Um conhecido comentador de assuntos militares da CNN Portugal utilizou, no trecho acima, a palavra preciosidade e, na verdade, o que deveria ter dito era preciosismo. É um erro de paronímia, pois preciosidade e preciosismo são palavras com uma escrita similar, diferindo apenas na terminação, mas com significados distintos. Na frase não pode estar «preciosidade» porque não se está a distinguir algo raro ou valioso, mas sim «preciosismo», que significa «pequeno detalhe, pormenor subtil, subtileza, resultado de uma análise mais elaborada, que pode fazer a diferença», e que o comentador quis enfatizar.
É curioso registar alguma desatualização semântica na definição da palavra preciosismo, que surge na maioria dos dicionários que consultámos, e de que deixamos aqui os links dos que estão online:
Priberam
Infopédia
Dicio
Caldas Aulete
Michaelis
Cândido de Figueiredo
Percorrendo as definições, nelas encontramos: «afetação, artificialismo, refinamento, delicadeza, subtileza, exagero, sofisticação, perfecionismo na linguagem ou no comportamento».
De entre eles, o Michaelis talvez seja o que mais se afasta do sentido da língua em ato.
«preciosismo
1. Fenômeno social e literário que se desenvolveu na França na primeira metade do século XVII. No aspecto social, caracterizou-se por uma desmedida preocupação com a etiqueta e a elegância e o excesso de sutileza no falar e no escrever.

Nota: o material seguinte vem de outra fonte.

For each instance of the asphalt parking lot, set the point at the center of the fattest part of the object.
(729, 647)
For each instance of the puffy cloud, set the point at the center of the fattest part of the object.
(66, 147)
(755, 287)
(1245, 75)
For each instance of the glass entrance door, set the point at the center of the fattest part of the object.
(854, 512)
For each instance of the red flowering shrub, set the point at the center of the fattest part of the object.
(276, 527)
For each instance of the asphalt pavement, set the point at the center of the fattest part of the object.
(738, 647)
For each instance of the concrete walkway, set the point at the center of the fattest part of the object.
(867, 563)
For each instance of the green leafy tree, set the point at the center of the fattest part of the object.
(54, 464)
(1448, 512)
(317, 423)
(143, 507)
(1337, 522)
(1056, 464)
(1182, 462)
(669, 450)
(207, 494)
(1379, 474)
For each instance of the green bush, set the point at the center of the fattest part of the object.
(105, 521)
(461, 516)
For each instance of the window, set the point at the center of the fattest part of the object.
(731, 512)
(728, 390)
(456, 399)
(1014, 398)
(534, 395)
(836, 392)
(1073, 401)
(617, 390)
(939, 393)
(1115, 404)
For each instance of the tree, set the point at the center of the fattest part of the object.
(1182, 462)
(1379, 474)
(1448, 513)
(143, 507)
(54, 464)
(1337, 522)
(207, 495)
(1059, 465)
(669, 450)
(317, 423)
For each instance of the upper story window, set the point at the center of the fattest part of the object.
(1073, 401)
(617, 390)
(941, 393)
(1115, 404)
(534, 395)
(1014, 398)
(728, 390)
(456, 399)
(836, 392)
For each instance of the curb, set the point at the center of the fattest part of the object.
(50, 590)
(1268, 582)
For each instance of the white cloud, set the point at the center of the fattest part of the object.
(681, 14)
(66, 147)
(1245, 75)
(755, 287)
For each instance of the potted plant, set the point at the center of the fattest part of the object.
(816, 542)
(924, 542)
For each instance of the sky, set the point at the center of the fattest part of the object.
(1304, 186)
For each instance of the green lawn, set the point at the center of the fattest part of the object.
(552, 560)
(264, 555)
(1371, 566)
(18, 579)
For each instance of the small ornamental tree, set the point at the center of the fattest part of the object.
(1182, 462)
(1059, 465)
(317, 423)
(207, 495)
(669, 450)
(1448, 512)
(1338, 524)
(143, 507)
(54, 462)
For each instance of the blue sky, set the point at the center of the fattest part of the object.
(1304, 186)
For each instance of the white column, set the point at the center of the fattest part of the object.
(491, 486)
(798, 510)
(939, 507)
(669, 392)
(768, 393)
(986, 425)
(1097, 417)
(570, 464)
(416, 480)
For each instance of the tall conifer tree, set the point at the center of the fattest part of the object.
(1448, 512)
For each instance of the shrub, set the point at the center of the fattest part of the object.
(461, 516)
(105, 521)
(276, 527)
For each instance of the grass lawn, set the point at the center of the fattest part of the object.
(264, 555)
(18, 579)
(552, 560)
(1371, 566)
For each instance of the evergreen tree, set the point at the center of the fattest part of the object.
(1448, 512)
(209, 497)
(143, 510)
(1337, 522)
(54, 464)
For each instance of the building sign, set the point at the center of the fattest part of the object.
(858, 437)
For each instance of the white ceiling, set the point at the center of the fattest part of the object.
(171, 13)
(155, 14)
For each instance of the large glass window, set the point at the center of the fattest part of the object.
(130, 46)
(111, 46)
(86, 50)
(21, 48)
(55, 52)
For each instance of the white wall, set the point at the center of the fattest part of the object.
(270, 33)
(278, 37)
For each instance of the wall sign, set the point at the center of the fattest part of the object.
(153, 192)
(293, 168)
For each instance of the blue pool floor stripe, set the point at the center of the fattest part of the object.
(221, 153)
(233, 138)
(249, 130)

Na literatura, distinguiu-se, principalmente, por uma linguagem rebuscada, cheia de metáforas, hipérboles e perífrases.
2. por extensão, pejorativo Modo afetado de ser, de agir ou de falar; falta de naturalidade.»
Aparente e curiosamente, é o mais cooperativo e menos regulado deles, o Dicionário Informal, aquele que apresenta algumas definições mais consentâneas com o uso atual e mais generalizado da palavra, e que reflete a opção mental do comentador da CNN, apesar de na prática ter errado. Das sete definições, respigamos aquela que foi mais bem avaliada pelos falantes e escreventes que o consultaram:
«Pequeno detalhe, precisão ou exatidão definitória com grande ou pouca importância para seu(s) usuário(s).»
Etimologicamente, preciosismo provém de precioso + -ismo, enquanto preciosidade provém do latim pretiositāte-. Ambas as palavras têm a ideia de valor na raiz, mas seguiram caminhos semânticos diferentes. Na verdade, preciosismo começou por ser um estilo literário, derivado do francês préciosité, que, por se tratar de um estilo, de uma tendência, de um movimento, foi traduzido e consagrado na língua com o sufixo -ismo, como acontece com classicismo, romantismo, realismo, simbolismo, modernismo, neorrealismo, etc.
O preciosismo, que na Península Ibérica também tomou muitas vezes a designação de gongorismo, caracteriza-se pela afetação e requinte no falar e no escrever, à maneira do que era uso, em França, no século XVII. O preciosismo procura o seu efeito na subtileza dos pensamentos e no refinamento das expressões, substituindo as palavras e expressões vulgares por circunlóquios, metáforas, hipérboles e perífrases. A beleza e a originalidade não residem no que se diz mas na forma como se diz. Em vez de sol pode dizer-se «facho do dia», em vez de olhos «espelhos da alma», em vez de guerra «mãe da desordem»1.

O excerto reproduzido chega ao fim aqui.